By the end of his performance, the weather cooled down and the crowd eagerly awaited Pretty Lights. As a huge fan of Derek Vincent Smith’s work, I’ve watched videos of Bonnaroo and other festivals, listened to his summer releases religiously, and now, it was finally my turn to experience it live. I was in line for water when I heard the ominous opening straints of “I Know the Truth,” and I bee lined it back to “da crib.” What followed was the shortest Pretty Lights set I’ve seen, but DVS masterfully selected new and old songs alike to entertain the crowd, which grew enormously by the time his set began. He played familiar favorites like “Aiming at Your Head,” “Total Fascination,” “I Can See It In Your Face,” and several of the New Year’s Eve remixes. My favorite moment of the show, however, occurred when DVS addressed the crowd with “Dubstep’s cool, but don’t forget about hip hop,” before throwing a fresh electronic rejuvenation of two golden age hip-hop classics: Wu Tang’s “Cream” and Nas’ “NY State of Mind.” YouTube it—words can’t do it justice. In addition to throwing praise at DVS, much respect should be heaped upon Pretty Lights’ lighting designer Greg Ellis. I love watching the development of the light display just as much as I enjoy new PL songs—Disney World couldn’t even match Ellis’ work.

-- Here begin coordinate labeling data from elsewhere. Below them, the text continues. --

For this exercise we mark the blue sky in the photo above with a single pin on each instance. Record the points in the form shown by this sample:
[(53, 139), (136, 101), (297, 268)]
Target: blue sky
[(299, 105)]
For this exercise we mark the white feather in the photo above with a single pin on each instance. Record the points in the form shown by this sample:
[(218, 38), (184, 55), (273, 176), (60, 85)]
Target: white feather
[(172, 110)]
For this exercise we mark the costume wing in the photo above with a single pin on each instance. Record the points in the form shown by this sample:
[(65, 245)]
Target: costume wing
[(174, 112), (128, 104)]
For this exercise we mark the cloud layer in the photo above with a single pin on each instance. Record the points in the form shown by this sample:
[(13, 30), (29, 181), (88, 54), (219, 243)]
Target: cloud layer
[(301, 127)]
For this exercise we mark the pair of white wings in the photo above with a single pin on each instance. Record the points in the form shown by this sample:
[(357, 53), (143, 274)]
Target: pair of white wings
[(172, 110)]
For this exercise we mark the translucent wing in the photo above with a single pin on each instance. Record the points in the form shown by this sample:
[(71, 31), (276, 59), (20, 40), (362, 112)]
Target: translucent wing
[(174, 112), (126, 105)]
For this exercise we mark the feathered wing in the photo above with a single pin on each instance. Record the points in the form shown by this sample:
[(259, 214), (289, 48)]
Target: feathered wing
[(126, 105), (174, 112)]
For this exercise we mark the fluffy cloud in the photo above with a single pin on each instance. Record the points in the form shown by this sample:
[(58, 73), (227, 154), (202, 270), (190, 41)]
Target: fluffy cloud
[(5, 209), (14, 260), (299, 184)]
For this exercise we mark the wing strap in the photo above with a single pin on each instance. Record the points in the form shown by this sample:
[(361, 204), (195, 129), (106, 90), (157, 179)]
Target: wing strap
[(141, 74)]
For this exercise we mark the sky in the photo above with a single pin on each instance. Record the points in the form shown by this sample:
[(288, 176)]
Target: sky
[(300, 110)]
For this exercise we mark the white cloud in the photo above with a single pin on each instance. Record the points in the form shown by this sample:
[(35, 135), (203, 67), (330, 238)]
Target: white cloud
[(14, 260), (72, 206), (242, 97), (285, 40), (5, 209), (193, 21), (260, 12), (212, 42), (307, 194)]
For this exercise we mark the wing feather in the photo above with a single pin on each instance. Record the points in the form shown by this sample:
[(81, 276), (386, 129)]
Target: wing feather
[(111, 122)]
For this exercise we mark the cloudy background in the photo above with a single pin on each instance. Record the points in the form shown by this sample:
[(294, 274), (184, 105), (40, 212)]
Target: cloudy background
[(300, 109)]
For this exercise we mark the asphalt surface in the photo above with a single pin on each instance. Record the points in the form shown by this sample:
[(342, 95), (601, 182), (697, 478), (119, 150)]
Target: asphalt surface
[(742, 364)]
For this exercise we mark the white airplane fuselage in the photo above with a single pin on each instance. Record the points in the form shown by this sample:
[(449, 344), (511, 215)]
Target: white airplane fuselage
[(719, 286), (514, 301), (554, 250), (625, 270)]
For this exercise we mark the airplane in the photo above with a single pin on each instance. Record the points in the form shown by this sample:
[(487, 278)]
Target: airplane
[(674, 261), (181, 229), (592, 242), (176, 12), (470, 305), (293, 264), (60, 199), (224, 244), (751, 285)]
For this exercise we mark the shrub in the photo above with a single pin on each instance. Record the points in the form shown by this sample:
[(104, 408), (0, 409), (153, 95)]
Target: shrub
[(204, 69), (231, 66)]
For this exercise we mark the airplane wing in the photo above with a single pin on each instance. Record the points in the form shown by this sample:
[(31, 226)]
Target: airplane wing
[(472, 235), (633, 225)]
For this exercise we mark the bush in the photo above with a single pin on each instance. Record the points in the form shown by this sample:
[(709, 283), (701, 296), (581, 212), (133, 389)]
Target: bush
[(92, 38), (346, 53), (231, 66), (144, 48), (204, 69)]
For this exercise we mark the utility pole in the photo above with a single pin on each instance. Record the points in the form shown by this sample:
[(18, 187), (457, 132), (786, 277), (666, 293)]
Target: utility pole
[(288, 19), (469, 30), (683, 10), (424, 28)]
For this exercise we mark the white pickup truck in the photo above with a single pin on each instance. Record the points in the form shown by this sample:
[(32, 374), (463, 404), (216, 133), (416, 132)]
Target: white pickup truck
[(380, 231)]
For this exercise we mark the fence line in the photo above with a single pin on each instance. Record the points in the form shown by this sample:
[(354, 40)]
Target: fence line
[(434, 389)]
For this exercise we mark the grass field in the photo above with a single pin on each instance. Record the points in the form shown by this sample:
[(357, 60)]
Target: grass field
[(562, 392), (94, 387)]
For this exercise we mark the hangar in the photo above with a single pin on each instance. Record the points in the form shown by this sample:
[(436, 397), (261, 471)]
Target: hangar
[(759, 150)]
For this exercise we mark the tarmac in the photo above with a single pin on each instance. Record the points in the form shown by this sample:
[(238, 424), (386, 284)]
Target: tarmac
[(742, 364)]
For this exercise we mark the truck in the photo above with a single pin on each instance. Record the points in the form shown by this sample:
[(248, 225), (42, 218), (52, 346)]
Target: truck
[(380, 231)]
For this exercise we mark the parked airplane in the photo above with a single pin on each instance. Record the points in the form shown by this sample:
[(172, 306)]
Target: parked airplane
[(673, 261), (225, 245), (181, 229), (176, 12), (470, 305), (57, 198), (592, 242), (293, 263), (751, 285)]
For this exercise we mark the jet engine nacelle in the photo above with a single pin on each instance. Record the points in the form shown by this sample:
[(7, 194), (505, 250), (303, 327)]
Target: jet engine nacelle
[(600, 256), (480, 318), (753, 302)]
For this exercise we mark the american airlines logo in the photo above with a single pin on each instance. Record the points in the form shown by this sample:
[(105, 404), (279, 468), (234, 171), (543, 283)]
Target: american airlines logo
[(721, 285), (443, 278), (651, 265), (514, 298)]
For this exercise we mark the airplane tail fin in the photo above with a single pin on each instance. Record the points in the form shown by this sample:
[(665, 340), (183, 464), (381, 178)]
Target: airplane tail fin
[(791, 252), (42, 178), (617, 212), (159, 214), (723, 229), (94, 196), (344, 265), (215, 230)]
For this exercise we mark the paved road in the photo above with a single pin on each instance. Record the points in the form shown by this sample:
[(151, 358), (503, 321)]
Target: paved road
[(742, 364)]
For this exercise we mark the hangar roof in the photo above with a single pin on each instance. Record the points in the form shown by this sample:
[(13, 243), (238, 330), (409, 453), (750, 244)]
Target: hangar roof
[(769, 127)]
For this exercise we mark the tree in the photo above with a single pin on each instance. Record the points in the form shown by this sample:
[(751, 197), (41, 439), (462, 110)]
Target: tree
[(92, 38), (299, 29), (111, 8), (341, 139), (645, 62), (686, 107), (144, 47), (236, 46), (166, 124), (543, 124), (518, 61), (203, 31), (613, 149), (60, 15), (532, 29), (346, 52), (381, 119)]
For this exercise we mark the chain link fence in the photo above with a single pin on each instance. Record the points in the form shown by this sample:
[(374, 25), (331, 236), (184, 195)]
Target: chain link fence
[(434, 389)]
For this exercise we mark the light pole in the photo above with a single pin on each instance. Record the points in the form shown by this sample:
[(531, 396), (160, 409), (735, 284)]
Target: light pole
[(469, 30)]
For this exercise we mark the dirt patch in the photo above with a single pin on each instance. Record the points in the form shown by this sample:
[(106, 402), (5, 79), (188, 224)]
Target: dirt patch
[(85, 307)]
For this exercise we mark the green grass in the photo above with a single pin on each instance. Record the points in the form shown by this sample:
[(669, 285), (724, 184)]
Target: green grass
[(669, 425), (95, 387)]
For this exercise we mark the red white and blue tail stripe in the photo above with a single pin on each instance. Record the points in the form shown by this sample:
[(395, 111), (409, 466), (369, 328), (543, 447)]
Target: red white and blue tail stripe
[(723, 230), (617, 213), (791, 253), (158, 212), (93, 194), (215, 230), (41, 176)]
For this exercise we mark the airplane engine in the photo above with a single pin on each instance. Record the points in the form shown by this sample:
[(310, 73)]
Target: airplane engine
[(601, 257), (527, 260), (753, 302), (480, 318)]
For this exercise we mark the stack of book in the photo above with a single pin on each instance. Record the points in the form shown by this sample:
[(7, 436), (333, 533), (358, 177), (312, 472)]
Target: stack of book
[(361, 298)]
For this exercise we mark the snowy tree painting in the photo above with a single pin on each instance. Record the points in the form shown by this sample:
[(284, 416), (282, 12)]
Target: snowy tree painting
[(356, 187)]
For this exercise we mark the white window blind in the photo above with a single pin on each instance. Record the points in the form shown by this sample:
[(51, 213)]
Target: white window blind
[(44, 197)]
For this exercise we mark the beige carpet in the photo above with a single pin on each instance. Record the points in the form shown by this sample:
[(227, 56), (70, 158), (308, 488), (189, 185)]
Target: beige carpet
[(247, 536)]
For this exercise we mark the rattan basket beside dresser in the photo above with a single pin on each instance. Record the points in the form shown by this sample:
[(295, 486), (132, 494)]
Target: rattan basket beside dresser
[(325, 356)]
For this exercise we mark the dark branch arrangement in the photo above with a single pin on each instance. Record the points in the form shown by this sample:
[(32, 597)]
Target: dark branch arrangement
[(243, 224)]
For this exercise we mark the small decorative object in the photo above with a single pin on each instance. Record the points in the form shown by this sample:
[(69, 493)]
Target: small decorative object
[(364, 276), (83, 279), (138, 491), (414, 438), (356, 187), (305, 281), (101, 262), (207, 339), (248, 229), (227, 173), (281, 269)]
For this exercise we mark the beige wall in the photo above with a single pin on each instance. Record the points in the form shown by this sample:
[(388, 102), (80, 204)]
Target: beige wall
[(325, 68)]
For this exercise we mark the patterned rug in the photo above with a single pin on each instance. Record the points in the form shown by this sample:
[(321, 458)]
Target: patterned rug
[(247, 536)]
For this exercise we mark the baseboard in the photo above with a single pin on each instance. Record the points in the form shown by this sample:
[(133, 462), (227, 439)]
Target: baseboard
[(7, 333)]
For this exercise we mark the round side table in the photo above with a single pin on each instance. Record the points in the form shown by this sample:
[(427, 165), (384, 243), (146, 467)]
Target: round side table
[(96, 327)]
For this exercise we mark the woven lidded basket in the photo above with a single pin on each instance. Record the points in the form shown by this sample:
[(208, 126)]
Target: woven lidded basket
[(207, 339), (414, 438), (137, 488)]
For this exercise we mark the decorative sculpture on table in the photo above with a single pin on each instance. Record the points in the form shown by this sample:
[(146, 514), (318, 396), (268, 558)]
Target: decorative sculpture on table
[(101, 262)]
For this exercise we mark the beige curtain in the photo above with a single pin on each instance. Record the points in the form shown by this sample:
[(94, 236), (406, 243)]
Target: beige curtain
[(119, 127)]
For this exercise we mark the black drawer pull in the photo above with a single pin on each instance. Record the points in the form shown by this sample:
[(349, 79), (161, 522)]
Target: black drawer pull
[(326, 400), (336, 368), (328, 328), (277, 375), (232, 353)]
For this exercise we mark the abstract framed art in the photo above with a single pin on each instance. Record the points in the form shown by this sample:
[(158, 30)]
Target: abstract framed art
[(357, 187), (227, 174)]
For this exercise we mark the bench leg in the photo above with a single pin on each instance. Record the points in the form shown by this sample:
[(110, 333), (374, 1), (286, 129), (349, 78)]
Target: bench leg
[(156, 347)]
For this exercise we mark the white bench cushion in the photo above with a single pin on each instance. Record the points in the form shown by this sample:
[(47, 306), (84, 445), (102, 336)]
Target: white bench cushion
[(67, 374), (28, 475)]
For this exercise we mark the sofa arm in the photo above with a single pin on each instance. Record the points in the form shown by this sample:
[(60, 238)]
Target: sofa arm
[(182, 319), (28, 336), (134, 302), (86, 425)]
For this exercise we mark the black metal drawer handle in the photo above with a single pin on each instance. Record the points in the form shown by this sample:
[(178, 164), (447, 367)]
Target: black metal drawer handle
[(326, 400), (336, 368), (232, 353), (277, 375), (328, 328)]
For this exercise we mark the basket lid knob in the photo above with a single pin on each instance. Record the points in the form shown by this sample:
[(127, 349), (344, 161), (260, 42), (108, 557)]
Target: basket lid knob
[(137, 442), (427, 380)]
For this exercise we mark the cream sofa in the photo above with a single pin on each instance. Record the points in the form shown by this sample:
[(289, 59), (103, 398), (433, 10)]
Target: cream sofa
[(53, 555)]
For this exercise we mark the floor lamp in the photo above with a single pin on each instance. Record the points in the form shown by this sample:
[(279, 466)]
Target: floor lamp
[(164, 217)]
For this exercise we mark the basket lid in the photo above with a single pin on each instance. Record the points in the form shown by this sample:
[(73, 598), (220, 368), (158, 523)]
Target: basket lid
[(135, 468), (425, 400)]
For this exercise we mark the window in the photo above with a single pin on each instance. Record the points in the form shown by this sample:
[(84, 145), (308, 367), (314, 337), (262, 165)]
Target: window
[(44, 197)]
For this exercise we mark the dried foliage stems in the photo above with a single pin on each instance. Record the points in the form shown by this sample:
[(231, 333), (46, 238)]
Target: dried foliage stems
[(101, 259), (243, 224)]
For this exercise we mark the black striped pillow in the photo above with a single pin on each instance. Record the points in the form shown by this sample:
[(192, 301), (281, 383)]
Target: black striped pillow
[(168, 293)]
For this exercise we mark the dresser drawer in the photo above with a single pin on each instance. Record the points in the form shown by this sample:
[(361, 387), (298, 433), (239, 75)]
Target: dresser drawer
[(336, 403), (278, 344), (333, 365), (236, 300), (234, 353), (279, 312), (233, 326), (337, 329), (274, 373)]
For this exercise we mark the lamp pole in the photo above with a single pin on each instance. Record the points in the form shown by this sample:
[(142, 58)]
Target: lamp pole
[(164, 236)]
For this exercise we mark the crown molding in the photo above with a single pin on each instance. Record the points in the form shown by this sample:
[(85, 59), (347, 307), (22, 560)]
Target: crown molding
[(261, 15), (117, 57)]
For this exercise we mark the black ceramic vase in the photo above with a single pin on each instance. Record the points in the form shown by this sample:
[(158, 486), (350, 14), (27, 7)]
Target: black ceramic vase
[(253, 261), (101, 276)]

The end to Pretty Light’s came much sooner than anticipated, but then again, I never want a PL show to end. Regardless, it was time to head to the after party featuring Gramatik, Ana Sia, and MiM0SA. The search for the late-night venue was fruitless, at first. After fumbling around downtown Louisville and encountering several other lost parties, we found The Ice House, which has a super sick layout and warehouse feel. But once again, I was met with frustration because the line to get in snaked down the side of the building and was practically stationary. I’m not sure why the venue wasn’t able to account for the influx of people, because the event sold out well in advance. Everyone in line was cranky and just wanted to get in to hear some good music. Unfortunately, a huge crowd of people (including myself) missed Gramatik, and only caught the very end of Ana Sia—I’ll save you from a rant, but let me tell you, I was not a happy camper. Thankfully MiM0SA salvaged the event and threw down an almost two-hour long set. Out of every electronic music performer I’ve seen, few match Tigran’s intensity, stage presence, and ability to command a crowd. Also, you can tell that he is having the time of his life when he’s performing (his tweet the next day read “still F.U.C.K.E.D. U. P. from last night… this is not ok…” I felt his pain the next day as well).
All things put aside, Halfway to Forecastle was one of the best events of a packed summer, to date. From the diverse selection of music to VIP treatment and the intergalactic adventure with close friends, I felt completely rewarded and satisfied by the experience. Clearly, Forecastle is a unifying event the city of Louisville holds near and dear, and if the halfway point is any indication of the quality of the full festival, they can expect to see me there next summer.